A few initial remarks:

  • We’ll need an entity_type column in the series_data table like we do for example in the user_collection table, in order to be able to fetch and restrict the type of entities in a series
  • The modifier idea needs to be expanded to allow for different use cases. You are right when you say it can be used for other relationships, but we will need different types of attributes (that’s what I would call those), not just an int.
    For example ordering for series and the ticket BB-289 you mention, but for other relationship types we will want a start and end date (Author X was employed by Publisher Y from date_start to date_end), just to give an example.
    So I think we will need a more complex setup with more schema changes: tables for extra relationship attributes (one table per type e.g. relationship_order, relationship_date, etc.), a column in the relationship table to point to an attribute row, and a way to know which relationship attribute table to fetch from depending on the relationship type (if relationship type = “entity belongs to series”, then fetch rel. attribute from relationship_order table).
    I know this is a very short outline, and I’m happy to discuss the structure of this in more detail. And implementing other rel. attributes is a good stretch goal.
  • Looking at the timeline, I think the work you carved for week 1 will take more time than that, while the work for weeks 7&8 will probably be done in a week (both deleting and merging are already set up for all entities; I don’t think you’ll find a lot of special cases for either)
    I would also be more comfortable if the tests were planned all throughout as you code each component, rather than being left to the end of the project. In my experience there’s never enough time for tests otherwise :slight_smile:
2 Likes

Alright. I guess I can handle this in the series-section of the entity-editor.
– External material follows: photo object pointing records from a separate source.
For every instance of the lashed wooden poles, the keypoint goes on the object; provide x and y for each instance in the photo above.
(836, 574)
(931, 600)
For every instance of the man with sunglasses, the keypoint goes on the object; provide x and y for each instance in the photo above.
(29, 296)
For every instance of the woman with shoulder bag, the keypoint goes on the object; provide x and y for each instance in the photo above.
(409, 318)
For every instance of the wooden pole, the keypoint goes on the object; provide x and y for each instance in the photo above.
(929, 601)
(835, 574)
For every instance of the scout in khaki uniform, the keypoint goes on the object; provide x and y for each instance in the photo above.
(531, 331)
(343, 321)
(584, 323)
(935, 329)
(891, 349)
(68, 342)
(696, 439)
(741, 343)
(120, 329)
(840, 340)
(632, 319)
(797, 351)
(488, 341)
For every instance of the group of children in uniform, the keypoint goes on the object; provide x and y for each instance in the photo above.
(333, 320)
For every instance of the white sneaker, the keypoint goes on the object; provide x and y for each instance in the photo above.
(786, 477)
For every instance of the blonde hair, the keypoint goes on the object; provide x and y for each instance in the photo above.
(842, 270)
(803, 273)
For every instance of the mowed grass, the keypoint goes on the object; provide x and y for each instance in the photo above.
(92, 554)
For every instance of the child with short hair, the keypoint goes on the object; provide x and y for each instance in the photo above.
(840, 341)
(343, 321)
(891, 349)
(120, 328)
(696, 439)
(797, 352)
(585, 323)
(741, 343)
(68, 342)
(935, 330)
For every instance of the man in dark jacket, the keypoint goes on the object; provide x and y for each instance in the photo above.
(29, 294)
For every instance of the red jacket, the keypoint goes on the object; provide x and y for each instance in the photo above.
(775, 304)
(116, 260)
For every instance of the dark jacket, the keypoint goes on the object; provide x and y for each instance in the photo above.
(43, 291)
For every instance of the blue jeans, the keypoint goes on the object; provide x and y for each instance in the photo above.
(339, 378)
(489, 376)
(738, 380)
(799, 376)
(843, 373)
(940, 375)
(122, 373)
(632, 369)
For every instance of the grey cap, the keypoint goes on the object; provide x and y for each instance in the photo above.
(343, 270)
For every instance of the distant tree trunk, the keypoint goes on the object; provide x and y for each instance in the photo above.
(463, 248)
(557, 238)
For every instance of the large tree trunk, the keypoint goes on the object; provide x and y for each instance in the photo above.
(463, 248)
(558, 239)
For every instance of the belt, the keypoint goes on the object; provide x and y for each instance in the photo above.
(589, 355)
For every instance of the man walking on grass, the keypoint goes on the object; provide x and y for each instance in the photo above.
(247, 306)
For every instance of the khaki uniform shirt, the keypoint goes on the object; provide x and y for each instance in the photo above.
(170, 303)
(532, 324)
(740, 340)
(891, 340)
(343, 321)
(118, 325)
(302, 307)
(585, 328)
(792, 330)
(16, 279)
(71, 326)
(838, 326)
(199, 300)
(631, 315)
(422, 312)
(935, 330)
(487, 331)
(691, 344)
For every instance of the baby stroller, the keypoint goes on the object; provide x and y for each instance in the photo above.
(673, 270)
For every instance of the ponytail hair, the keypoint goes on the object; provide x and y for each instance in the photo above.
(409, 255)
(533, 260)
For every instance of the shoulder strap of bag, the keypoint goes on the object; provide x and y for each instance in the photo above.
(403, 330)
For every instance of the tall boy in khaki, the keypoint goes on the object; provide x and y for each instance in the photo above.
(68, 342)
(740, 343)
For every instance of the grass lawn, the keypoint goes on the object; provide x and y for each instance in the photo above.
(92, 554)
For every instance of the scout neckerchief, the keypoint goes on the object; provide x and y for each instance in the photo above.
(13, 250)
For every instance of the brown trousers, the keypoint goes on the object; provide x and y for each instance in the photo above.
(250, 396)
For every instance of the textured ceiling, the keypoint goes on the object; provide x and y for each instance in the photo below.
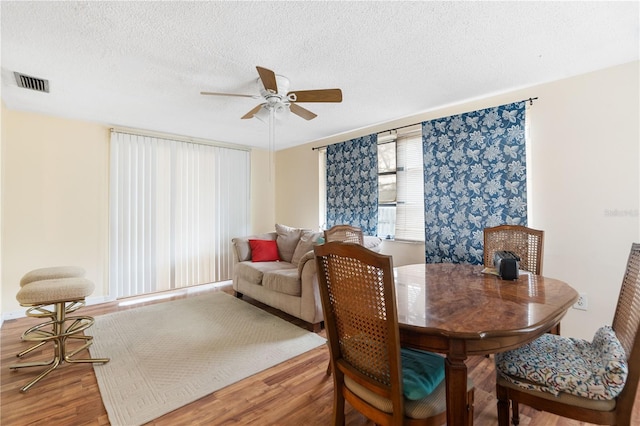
(143, 64)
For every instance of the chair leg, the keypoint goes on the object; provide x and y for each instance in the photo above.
(515, 418)
(470, 402)
(503, 406)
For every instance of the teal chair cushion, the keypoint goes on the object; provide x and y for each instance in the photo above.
(422, 372)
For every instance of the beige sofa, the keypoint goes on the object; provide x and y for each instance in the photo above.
(289, 285)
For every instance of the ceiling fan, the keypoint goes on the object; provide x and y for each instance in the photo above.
(274, 91)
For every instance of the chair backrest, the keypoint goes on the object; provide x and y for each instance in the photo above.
(527, 243)
(358, 298)
(626, 322)
(345, 234)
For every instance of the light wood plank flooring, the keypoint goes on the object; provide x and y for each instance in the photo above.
(296, 392)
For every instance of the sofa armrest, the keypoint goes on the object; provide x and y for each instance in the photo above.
(310, 255)
(242, 250)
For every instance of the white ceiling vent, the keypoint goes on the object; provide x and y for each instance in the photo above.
(33, 83)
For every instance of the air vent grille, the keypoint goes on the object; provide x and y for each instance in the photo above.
(33, 83)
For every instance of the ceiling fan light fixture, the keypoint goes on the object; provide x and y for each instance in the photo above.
(262, 115)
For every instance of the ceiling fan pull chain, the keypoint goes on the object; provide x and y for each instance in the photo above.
(272, 137)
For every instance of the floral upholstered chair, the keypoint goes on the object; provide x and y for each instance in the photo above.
(593, 382)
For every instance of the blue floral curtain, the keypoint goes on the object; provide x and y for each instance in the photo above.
(474, 177)
(352, 184)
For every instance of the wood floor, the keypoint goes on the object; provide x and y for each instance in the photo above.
(296, 392)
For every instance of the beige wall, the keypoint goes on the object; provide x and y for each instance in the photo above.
(54, 198)
(55, 195)
(584, 164)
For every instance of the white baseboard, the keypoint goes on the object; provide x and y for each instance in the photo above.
(21, 313)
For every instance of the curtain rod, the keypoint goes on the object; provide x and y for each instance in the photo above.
(530, 100)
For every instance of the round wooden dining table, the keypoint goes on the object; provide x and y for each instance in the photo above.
(457, 310)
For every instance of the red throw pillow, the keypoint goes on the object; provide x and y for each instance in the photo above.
(264, 250)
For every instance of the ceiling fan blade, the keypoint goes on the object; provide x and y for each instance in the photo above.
(230, 94)
(268, 78)
(325, 95)
(302, 112)
(251, 113)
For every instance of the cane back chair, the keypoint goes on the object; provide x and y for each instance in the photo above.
(358, 299)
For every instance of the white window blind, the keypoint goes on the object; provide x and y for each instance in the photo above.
(409, 185)
(175, 206)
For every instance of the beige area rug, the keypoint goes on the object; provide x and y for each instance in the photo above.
(167, 355)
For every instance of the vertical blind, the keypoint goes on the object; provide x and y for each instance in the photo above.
(174, 208)
(409, 182)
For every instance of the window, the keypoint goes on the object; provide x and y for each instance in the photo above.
(175, 205)
(400, 185)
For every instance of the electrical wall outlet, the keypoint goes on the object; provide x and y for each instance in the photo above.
(582, 303)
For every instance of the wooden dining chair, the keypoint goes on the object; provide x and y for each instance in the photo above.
(525, 242)
(370, 370)
(345, 234)
(617, 411)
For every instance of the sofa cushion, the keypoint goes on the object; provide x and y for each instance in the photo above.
(264, 251)
(253, 272)
(285, 281)
(288, 238)
(305, 245)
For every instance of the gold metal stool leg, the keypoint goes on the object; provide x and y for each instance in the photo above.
(58, 336)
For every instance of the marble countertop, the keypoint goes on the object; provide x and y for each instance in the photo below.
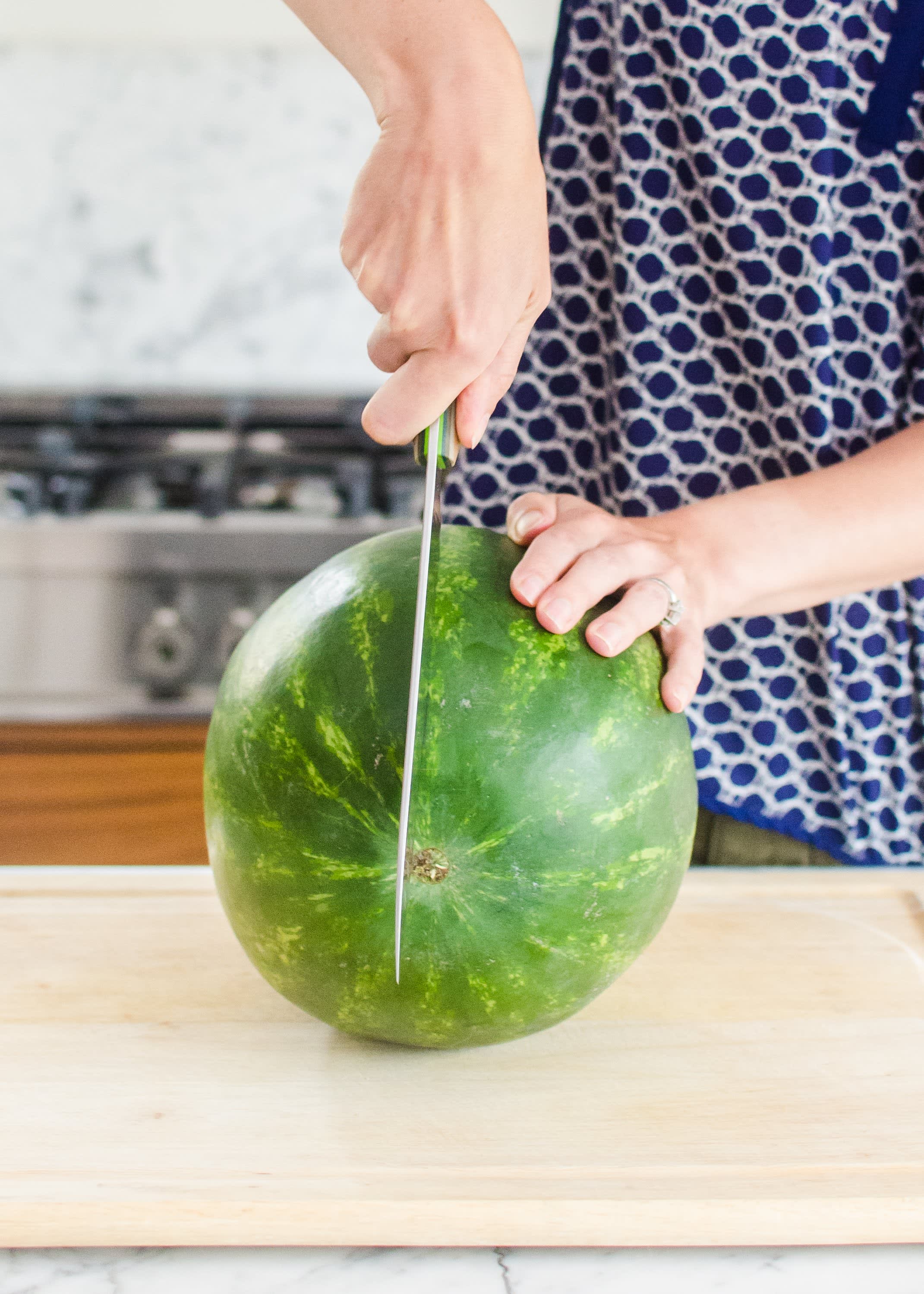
(893, 1269)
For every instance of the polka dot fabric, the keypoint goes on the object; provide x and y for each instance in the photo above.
(738, 297)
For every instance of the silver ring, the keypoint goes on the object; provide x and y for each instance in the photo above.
(675, 605)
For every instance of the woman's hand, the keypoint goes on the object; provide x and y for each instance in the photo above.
(447, 236)
(577, 554)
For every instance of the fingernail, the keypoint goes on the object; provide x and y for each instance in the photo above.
(478, 435)
(522, 526)
(610, 637)
(530, 588)
(558, 614)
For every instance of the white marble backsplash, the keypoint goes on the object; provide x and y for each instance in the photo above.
(891, 1269)
(171, 219)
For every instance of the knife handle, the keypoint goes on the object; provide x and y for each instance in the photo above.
(447, 442)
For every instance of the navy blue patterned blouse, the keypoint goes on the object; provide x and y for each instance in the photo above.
(737, 204)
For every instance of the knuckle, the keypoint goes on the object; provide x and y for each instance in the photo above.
(467, 341)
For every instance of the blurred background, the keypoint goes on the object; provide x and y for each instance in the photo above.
(183, 369)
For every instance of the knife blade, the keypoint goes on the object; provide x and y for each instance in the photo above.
(437, 448)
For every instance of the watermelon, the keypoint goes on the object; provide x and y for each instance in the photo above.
(552, 816)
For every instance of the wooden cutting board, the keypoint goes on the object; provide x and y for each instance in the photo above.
(757, 1078)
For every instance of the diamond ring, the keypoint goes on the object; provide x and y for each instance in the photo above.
(675, 605)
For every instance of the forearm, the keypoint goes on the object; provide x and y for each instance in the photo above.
(796, 543)
(432, 51)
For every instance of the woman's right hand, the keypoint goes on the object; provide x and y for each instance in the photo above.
(447, 234)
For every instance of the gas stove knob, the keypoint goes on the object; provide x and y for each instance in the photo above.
(165, 652)
(235, 627)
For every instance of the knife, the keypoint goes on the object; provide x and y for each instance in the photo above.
(437, 448)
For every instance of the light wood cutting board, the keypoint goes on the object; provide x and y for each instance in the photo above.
(757, 1078)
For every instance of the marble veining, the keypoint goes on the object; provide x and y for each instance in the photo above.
(173, 219)
(893, 1269)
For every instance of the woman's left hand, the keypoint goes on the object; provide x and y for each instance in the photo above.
(579, 553)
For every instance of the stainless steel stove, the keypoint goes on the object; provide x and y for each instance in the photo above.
(142, 535)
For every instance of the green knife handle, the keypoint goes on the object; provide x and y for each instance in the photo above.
(447, 444)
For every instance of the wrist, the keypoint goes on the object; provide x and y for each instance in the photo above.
(462, 72)
(742, 551)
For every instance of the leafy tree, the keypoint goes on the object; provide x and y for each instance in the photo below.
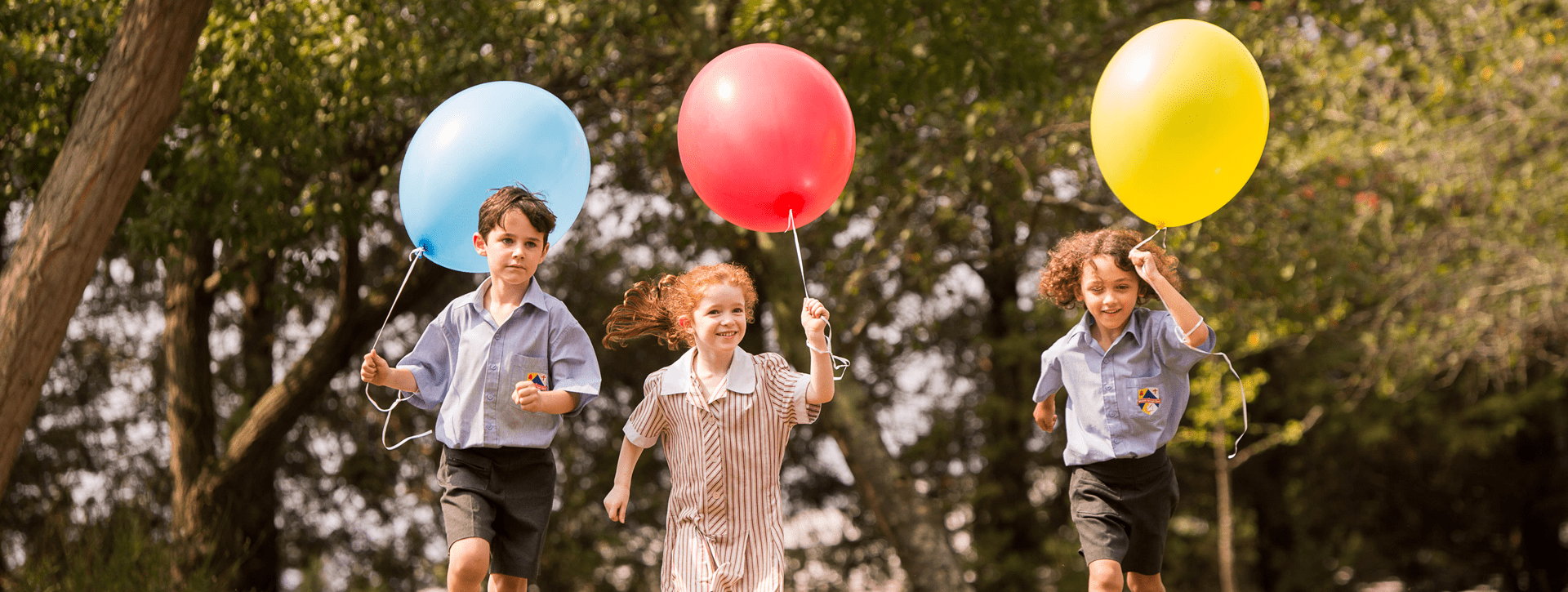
(1407, 203)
I understand what you mean. Depending on our use-cases, we can make tables like relationship_order, relationship_page, relationship_data_start, etc. I guess we can come up with a mechanism to point to the right table for different relationship types. I am excited to hear and discuss more implementational details of this (if you already have an approach in mind).

I understand that the database changes will be relatively more complex than what I initially had in mind. I will make the required changes soon. Thank you!

1 Like

@mr_monkey I have made some changes in the proposal and would like to hear your thoughts on the same. :slight_smile:

Thanks for those modifications @ShivamAwasthi !

At first glance the new relationship attributes look pretty good.I think ultimately relationship_attribute_position and relationship_attribute_page could be combined into relationship_attribute_numeric, since they are both just integers. But you’ve got the general idea of it and that’s good as an example.